Oligofructose is marketed as a dietary supplement with pre-biotic properties for humans and numerous species of animals, including horses. Of the limited publications on the effects of oligofructose on colonic bacterial populations in horses and other species (Beynen et al., 2002; Macfarlane et al., 2006; Milinovich et al., 2007; Respondek et al., 2008), all report a significant increase in streptococci. If EHSS are responsible for laminitis, as we suggest, the effect of dietary supplementation with oligofructose at pre-biotic dosage rates needs to be studied promptly.

Since the development of the first experimental model for inducing laminitis of alimentary origin (Garner et al., 1975), numerous species of bacteria have been implicated as possible aetiological agents.

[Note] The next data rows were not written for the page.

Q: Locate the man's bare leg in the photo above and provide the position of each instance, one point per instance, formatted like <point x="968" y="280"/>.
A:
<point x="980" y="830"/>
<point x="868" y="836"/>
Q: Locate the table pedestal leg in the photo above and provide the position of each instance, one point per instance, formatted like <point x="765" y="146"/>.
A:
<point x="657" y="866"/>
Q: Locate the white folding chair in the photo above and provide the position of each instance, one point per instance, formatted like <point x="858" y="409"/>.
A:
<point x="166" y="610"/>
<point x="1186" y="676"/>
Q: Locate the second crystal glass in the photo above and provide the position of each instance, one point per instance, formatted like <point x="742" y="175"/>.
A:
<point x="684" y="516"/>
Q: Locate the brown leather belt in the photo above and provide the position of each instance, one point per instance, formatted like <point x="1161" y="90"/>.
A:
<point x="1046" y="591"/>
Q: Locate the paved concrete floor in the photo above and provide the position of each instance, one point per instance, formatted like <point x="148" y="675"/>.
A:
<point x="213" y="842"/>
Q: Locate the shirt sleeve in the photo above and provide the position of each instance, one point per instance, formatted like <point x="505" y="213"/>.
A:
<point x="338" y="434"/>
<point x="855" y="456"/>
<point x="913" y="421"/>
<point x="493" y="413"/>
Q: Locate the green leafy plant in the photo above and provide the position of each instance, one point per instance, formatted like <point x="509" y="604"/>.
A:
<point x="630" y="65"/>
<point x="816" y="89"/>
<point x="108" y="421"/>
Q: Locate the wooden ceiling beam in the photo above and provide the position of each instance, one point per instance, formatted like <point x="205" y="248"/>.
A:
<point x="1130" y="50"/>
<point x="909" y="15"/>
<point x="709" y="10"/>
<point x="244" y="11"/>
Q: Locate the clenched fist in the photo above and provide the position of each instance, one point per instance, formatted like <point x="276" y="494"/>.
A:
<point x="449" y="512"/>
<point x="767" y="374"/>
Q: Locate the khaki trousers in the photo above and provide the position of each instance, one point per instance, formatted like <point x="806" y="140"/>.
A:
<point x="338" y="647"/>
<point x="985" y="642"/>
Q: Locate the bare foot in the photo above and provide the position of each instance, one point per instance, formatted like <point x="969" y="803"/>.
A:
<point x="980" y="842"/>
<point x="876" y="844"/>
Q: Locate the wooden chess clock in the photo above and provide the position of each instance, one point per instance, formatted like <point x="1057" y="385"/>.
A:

However, substantial evidence demonstrates EHSS to be the most likely causative agent. The establishment of this group of organisms as aetiological agent of equine laminitis cannot occur conclusively without determining the sequence of events that culminate in lamellar separation. The results of this study suggest EHSS undergo a lytic event and liberated cellular components may constitute the laminitis trigger factor.